SYN and ACK participate in the famous 3-way handshake:

• A –> B: SYN (I want to connect)
• B –> A: SYN + ACK (I got your SYN, I want to connect too!)
• A –> B: ACK (got it, connection established!)

The FIN flag signals teardown and also uses a handshake:

• X –> Y: FIN (I want to disconnect)
• Y –> X: ACK (got your FIN, whatever!)
• Y –> X: FIN (I want to disconnect too - sometimes sent with the previous ACK)
• X –> Y: ACK (got it!)

This is normally a 4-way (sometimes 3-way) goodbye handshake.

RST is the reset flag. It indicates an error or forced shutdown — drop the connection immediately. An OS sends RST if no process is listening or if the listening process crashed.

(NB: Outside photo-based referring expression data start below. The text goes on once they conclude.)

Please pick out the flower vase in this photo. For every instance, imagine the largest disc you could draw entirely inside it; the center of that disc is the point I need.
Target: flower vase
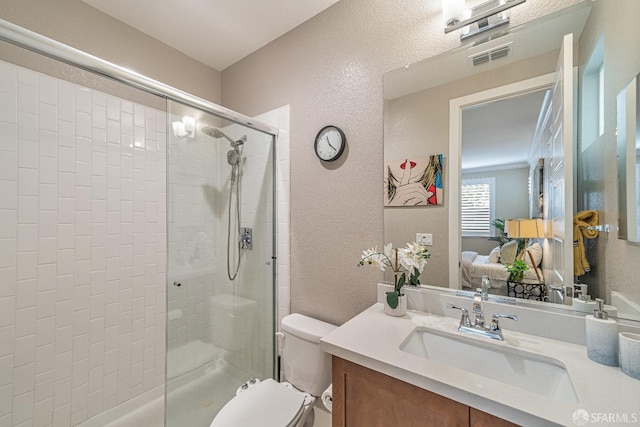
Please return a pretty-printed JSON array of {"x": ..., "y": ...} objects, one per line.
[{"x": 400, "y": 310}]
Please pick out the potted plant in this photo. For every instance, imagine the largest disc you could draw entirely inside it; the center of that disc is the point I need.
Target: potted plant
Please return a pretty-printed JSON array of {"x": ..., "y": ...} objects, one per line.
[
  {"x": 501, "y": 237},
  {"x": 516, "y": 270},
  {"x": 411, "y": 258}
]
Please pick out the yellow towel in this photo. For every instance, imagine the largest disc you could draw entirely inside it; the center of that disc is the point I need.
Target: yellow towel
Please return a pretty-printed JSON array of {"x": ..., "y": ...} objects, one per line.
[{"x": 581, "y": 221}]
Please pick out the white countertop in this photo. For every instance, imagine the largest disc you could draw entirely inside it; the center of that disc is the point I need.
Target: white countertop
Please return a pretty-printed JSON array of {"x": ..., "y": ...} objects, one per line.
[{"x": 372, "y": 339}]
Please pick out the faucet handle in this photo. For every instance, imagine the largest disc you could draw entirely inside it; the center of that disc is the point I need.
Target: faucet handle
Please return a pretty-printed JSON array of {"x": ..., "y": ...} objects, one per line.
[
  {"x": 495, "y": 325},
  {"x": 505, "y": 316},
  {"x": 464, "y": 319}
]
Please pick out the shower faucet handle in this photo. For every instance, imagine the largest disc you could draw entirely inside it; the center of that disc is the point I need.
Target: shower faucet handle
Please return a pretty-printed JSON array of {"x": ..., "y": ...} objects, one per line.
[{"x": 246, "y": 238}]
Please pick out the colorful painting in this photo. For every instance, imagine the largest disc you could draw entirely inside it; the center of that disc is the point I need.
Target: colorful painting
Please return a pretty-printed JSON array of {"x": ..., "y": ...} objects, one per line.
[{"x": 414, "y": 181}]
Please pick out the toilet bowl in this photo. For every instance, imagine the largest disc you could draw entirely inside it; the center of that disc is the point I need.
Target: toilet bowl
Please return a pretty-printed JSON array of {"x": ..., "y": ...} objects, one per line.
[{"x": 269, "y": 403}]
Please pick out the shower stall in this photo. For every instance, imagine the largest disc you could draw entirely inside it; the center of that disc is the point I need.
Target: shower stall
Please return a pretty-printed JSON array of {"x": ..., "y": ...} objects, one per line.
[
  {"x": 137, "y": 243},
  {"x": 220, "y": 264}
]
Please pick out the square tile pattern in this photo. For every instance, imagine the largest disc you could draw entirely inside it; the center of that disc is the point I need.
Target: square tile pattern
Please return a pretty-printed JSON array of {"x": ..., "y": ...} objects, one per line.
[{"x": 82, "y": 250}]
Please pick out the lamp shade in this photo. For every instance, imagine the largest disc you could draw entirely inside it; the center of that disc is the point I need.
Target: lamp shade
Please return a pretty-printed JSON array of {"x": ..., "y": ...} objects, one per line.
[{"x": 524, "y": 228}]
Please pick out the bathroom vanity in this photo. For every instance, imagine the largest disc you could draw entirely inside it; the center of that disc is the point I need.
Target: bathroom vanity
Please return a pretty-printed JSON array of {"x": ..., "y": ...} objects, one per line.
[
  {"x": 373, "y": 399},
  {"x": 419, "y": 370}
]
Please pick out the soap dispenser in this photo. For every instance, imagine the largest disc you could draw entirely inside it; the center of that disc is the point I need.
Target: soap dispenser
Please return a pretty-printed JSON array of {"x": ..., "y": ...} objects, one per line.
[{"x": 602, "y": 336}]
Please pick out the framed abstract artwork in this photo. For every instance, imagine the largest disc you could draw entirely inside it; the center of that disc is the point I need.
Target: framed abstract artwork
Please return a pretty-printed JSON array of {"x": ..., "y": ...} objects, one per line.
[{"x": 415, "y": 181}]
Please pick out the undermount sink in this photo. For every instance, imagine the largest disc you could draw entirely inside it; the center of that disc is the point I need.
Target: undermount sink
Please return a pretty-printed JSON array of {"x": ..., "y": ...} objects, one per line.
[{"x": 529, "y": 371}]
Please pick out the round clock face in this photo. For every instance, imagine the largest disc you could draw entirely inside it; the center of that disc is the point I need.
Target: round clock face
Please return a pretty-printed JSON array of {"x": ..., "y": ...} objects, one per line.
[{"x": 330, "y": 143}]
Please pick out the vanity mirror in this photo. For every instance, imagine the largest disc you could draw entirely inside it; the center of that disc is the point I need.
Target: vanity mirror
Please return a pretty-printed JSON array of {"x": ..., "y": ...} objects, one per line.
[{"x": 439, "y": 105}]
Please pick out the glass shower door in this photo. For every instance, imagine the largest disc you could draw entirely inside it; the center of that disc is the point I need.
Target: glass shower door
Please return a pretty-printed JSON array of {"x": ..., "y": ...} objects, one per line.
[{"x": 220, "y": 269}]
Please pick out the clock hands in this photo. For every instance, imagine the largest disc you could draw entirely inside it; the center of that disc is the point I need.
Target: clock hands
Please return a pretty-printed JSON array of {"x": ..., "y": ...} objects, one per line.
[{"x": 329, "y": 142}]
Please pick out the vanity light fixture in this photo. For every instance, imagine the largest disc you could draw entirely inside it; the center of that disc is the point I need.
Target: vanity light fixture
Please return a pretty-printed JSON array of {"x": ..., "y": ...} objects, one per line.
[
  {"x": 186, "y": 127},
  {"x": 478, "y": 19}
]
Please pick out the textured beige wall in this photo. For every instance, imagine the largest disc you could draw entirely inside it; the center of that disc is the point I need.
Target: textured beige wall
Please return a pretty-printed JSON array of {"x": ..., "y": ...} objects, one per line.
[
  {"x": 615, "y": 262},
  {"x": 81, "y": 26},
  {"x": 330, "y": 71}
]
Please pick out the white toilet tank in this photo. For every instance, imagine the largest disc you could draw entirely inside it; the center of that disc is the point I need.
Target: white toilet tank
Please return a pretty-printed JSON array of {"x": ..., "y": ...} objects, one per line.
[{"x": 306, "y": 366}]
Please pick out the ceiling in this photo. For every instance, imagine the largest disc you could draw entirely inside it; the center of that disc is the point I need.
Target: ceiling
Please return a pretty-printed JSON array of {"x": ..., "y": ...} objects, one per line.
[
  {"x": 215, "y": 32},
  {"x": 498, "y": 134}
]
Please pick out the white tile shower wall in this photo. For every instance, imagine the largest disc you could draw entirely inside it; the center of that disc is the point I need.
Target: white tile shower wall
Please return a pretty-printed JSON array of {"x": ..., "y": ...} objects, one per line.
[{"x": 82, "y": 250}]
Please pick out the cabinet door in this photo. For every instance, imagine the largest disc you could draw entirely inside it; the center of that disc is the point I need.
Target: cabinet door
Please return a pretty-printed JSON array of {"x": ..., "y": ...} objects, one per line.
[
  {"x": 362, "y": 397},
  {"x": 482, "y": 419}
]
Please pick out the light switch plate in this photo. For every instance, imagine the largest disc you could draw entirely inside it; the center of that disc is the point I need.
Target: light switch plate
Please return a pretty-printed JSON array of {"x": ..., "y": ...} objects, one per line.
[{"x": 425, "y": 239}]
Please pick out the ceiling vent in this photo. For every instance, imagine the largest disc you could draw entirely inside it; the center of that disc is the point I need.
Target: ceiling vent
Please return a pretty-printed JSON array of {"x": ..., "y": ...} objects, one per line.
[{"x": 490, "y": 55}]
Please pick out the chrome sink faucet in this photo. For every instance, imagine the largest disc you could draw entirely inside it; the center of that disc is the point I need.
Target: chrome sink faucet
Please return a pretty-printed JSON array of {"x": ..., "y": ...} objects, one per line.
[{"x": 479, "y": 328}]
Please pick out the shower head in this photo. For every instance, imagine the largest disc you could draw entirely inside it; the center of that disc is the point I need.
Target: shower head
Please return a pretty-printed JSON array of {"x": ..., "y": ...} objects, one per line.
[{"x": 217, "y": 134}]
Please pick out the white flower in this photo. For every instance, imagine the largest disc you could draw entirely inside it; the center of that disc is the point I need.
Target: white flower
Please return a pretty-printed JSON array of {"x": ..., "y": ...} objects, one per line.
[{"x": 414, "y": 256}]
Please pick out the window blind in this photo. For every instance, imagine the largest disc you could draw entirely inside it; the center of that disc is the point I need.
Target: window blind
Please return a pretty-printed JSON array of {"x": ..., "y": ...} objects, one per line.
[{"x": 476, "y": 207}]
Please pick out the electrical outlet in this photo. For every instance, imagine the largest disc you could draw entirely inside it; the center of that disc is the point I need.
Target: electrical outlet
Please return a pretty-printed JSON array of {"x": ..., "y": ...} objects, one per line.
[{"x": 425, "y": 239}]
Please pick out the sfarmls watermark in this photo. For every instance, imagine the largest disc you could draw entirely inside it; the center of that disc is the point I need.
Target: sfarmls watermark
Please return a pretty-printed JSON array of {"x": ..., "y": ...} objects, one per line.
[{"x": 582, "y": 417}]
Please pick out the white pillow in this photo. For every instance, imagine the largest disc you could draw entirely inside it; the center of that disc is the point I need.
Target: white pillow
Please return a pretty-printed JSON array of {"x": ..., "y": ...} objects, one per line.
[
  {"x": 536, "y": 253},
  {"x": 508, "y": 252},
  {"x": 494, "y": 255}
]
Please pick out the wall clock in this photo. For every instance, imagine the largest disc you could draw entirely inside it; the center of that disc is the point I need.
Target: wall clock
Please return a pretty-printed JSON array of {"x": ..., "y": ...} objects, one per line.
[{"x": 330, "y": 143}]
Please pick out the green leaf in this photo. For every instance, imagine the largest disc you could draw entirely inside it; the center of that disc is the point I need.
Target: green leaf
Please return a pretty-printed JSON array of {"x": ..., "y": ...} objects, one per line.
[{"x": 392, "y": 299}]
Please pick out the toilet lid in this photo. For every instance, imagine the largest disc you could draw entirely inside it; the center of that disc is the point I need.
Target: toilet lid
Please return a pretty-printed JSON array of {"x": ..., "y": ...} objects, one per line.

There’s also a known TCP reset attack where intermediaries inject RST to terminate connections (used by some firewalls).

Window

We talked about this field in flow control. As mentionned above, this indicates how many bytes the receiver is willing to receive after the acknowledged number.

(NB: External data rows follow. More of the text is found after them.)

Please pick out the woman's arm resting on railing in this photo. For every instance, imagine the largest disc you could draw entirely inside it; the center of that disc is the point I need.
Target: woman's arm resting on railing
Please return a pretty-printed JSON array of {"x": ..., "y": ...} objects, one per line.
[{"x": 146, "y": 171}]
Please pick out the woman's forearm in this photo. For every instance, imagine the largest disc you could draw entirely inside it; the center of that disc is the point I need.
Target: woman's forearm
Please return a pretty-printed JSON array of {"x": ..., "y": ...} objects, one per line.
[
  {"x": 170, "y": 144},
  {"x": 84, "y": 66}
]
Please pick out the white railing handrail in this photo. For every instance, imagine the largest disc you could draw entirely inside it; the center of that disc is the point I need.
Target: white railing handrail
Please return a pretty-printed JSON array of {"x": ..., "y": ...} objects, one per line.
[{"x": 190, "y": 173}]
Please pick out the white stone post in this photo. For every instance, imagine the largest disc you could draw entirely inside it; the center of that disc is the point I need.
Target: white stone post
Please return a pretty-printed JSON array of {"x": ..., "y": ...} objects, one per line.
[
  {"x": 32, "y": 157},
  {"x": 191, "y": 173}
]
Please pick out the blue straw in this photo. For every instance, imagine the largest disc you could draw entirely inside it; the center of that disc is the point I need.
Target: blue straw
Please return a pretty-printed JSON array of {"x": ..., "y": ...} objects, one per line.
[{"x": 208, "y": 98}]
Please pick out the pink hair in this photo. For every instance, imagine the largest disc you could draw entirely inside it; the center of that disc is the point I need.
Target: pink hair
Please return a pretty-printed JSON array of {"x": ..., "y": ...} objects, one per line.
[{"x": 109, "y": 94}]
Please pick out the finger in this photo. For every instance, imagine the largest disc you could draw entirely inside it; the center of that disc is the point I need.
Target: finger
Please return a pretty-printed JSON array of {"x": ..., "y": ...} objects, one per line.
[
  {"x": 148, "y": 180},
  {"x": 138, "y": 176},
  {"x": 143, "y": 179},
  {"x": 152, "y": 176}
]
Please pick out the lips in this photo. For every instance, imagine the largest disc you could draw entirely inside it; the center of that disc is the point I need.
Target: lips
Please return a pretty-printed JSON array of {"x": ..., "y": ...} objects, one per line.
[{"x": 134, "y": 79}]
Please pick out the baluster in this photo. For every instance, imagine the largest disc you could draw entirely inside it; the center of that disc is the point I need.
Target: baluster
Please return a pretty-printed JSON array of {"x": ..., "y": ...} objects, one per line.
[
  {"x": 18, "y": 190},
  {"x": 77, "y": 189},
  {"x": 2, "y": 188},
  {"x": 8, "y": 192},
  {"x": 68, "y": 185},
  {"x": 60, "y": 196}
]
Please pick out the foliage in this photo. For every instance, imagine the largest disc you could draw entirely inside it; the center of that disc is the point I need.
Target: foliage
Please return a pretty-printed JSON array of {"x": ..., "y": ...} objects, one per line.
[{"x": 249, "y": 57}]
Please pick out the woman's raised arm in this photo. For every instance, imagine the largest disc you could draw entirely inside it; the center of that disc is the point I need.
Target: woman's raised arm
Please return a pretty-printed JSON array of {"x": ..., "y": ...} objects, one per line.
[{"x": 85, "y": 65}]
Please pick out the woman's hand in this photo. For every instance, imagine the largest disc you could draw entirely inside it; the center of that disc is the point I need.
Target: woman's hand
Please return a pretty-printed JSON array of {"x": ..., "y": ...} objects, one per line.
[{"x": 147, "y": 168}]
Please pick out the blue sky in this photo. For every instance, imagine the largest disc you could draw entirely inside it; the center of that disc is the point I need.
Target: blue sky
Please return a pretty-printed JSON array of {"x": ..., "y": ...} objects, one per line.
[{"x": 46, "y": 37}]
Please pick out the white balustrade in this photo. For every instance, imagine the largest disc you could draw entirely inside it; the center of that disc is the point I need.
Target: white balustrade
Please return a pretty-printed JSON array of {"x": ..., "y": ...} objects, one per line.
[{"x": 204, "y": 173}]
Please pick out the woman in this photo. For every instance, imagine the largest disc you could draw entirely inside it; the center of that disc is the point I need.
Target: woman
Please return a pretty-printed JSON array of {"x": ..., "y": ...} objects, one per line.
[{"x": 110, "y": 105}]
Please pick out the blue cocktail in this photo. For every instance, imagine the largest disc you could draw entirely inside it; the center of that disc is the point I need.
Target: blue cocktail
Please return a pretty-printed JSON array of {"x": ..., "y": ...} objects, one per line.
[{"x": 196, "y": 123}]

With the example above, running ss (Socket Statistics) provides info about the TCP connection.

ss -tlpmi
// State    Recv-Q   Send-Q       Local Address:Port           Peer Address:Port   Process    
// LISTEN   0        5                  0.0.0.0:http-alt            0.0.0.0:*       users:(("server",pid=1113,fd=3))
// 	 skmem:(r0,rb131072,t0,tb16384,f0,w0,o0,bl0,d0) cubic cwnd:10

rb131072 (128KB) is the receive buffer size, while tb16384 (16KB) is the transmit buffer size, where data waits before being sent over the network. Send-Q indicates bytes not yet acknowledged by the remote host, and Recv-Q shows bytes received but not yet read by the application (e.g., data waiting in from the second line in telnet session above, while the server was sleeping).

Checksum

Checksum is used for reliability. All 16-bit words in the TCP segment are added together, and the result is compared to the checksum. If they don’t match, it means some bits were likely corrupted, and retransmission is needed.

Conclusion

It always amazes me how all this works. The network, the internet. Reliably and continuously. Just a few decades ago, sending a few KB was quite the feat. And today, streaming 4k is banal. God bless all those hardworking people that made and make it all possible!